4.3 Go for a swim

Yes, I know it’s been a little while since I posted, but HERE I AM!

BACK IN THE GAME!

I KNOW YOU MISSED ME!

This won’t be a super-long post, but I definitely want to celebrate and talk about small victories. 

I want to talk about Miami Swim Week. 

It made me emotional as I clicked through a bunch of swim week photos yesterday.

I saw plus sized women. Mid-size women. Mature women. Short women. Disabled women. Trans women.

I saw women, and I saw representation. 

One of the shows that I came across in my snooping was, of course, the Sports Illustrated Swim show, and if I was emotional before seeing it, I was openly teary afterward. 

Because I have a little history with Sports Illustrated Swim. 

Growing up, I used to look forward to getting the swimsuit issue every year, though let’s be honest, most times it was more about the models than it was the swimwear.

And my GOD, were the models beautiful. I grew up coveting Cintia Dicker’s lean figure, freckles, and red hair. I loved Bar Refaeli’s blonde, girl-next-door look. They have the body paint shoot every issue, I think, and I remember seeing those photos of the models and just being in awe. 

And I didn’t think too much about the implications of that until I got a little older and they started tossing in a token plus-sized model here and there. She probably only showed up in one photo from each shoot, MAYBE, and she always wore more than the skinny girls who were there, laying on a beach with just sand covering their lady bits. 

The implication there? Bigger bodies need to be covered. We can include them, sure, but not too much. Wouldn’t want to change the look of Sports Illustrated Swim. 

For a few years, it seemed like there was a little bit more tokenism.
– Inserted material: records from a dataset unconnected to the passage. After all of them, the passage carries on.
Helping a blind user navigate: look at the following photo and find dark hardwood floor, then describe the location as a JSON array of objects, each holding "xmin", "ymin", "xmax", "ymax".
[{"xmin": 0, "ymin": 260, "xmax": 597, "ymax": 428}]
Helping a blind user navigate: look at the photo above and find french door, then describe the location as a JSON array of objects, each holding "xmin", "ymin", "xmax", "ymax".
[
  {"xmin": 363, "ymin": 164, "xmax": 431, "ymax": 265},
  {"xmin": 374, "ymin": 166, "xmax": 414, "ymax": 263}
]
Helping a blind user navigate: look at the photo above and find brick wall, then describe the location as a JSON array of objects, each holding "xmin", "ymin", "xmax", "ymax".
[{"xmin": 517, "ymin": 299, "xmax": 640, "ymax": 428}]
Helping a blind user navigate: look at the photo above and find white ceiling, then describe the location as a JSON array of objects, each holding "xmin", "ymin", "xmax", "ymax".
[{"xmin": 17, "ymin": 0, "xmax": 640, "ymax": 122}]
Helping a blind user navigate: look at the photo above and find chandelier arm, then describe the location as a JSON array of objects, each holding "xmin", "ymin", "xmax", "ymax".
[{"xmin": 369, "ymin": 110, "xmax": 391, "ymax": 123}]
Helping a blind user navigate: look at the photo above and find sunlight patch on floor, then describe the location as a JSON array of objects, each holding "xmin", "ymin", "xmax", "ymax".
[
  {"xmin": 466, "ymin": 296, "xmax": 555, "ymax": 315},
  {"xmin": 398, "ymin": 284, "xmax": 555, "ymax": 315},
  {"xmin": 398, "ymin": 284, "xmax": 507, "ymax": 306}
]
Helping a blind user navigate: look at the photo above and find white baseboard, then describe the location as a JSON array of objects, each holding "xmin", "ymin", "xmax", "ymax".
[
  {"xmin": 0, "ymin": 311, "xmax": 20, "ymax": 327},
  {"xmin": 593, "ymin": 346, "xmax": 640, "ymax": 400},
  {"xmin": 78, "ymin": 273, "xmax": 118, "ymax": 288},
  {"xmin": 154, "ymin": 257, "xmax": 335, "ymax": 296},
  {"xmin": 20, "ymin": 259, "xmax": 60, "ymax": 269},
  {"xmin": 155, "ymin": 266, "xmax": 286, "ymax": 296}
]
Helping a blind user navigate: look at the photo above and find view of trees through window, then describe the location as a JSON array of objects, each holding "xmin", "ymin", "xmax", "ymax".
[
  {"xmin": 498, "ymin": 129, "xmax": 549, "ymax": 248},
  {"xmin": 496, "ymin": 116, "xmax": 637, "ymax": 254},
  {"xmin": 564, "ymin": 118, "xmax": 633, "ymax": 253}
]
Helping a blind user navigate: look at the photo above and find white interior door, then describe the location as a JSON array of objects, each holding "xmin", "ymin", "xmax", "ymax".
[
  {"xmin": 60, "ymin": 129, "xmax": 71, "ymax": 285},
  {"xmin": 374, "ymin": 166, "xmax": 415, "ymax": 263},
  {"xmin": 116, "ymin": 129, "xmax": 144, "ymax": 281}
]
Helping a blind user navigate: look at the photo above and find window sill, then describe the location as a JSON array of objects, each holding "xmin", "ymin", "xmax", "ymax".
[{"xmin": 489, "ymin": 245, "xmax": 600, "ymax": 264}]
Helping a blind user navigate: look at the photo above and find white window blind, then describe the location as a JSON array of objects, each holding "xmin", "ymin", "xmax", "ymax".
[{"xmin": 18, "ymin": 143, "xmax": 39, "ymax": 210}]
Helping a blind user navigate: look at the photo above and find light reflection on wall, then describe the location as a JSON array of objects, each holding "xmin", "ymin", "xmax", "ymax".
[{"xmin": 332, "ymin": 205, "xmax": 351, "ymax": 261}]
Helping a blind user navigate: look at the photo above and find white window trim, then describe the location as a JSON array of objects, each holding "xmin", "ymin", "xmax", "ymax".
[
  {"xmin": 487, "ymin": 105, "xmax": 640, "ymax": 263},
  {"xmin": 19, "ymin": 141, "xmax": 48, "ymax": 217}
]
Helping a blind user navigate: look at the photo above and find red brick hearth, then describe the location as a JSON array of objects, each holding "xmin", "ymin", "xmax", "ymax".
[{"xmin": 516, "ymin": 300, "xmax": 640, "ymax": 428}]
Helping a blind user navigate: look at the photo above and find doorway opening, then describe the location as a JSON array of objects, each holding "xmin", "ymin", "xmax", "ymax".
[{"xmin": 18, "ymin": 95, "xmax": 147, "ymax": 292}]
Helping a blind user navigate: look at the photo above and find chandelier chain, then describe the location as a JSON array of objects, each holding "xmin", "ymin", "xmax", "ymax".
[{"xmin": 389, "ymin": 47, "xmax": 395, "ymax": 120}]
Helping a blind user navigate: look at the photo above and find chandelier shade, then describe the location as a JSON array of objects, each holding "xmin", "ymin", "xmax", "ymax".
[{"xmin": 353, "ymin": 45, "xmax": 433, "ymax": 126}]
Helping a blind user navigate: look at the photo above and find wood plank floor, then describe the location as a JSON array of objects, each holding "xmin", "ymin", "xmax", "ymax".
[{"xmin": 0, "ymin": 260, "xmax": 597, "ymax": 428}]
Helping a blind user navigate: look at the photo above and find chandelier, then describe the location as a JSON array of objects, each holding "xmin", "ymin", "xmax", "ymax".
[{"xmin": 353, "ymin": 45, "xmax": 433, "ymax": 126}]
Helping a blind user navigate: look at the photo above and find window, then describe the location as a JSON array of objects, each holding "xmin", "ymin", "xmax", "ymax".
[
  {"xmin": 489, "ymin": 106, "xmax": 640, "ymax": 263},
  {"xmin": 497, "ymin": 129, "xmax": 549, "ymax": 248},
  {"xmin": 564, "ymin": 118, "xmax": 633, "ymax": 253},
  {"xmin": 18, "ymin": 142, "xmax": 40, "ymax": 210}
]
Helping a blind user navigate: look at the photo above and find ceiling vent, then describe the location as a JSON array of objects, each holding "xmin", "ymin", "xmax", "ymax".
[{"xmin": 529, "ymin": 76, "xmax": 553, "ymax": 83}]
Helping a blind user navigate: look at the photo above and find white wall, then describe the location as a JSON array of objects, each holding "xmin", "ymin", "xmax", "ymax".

A model embracing her natural hair. Another plus sized model. A more diverse athlete spread. 

But lately, they’ve been stepping their game up in their representation of all women, and it’s not going unnoticed by me. 

I saw their runway show from Miami Swim Week 2021. 

I saw the diversity in body type, more than I think I’ve ever seen from them. 

GORGEOUS STUNNING ICONIC GROUNDBREAKING

These women, they didn’t seem like models to me. They were more than that. They were women wearing swimsuits. Swim is such a vulnerable thing. We feel vulnerable shopping for it, and we feel vulnerable wearing it. 

But these women, these models, making their way down the runway and seeing their bodies MOVE, it made me feel seen ad excited and confident in myself. 

Any time I watch a runway show, I’m reminded of my freshman year of college. A bunch of us gathered one day in the common area of a dorm to watch the annual Victoria’s Secret Fashion Show. 

(Now, freshman year was a brutal year for my body image. I was gaining weight at school and I was frustrated with myself and angry with my body, constantly.)

When we watched the show, we oohed and ahhhed over the costumes and the lingerie. We loved listening to the performers. 

What was more, we put ourselves down in comparison to the models. Our constant commentary about how good they looked and how horrible our own bodies were in comparison, THAT was runway to me. 

And it didn’t make me want any part of what Victoria’s Secret was selling. It made me want to skip dinner. 

But the ladies at Swim Week? Their confident smiles and struts and the camaraderie and the self love that poured from their faces and seemed to emanate from their bodies, that’s the kind of thing that will encourage me to support a brand. 

Trust me, I know that we as a society and the fashion industry as a whole aren’t where we should be yet with representation, but I truly believe we are getting there. 

And it makes me emotional, thinking about what a 5th or 6th grade Emma might have thought had she seen these women, beautiful women flaunting their cellulite, jiggly bellies and hip dips, rocking their swimsuits and loving every second of it.

Maybe I would have grown up loving myself in a swimsuit, too. I wouldn’t have felt like I “shouldn’t” wear a bikini because my belly isn’t flat, or because “they aren’t made for me.”

Maybe I wouldn’t have felt like I had to wear shorts instead of bikini bottoms because my butt and thighs have cellulite and jiggle.

Maybe I wouldn’t have felt so insecure about taking my t-shirt or cover-up off at the beach because I’m built thicker on the bottom than I am on the top. 

Hip dips? Check. Stretch marks? Check. Fierce? CHECK, CHECK, CHECK.

I’m here to tell you: seeing that representation matters. It does. And while some people may not GET it, take it from the girl who pored over those magazines in her younger years. 

It takes a lot to unlearn that kind of thing, what the fashion industry has been telling women for decades: your body has to look a certain way to wear clothes and look beautiful. 

But from where I’m standing?

Maybe models of the past were meant to be people women could look at and say, “wow, I wish I looked like that.”

But now, in the age of representation and constant expansion of that representation, women like me are looking at these runway shows and these magazines and saying, “wow, she looks like me. And she is absolutely beautiful.”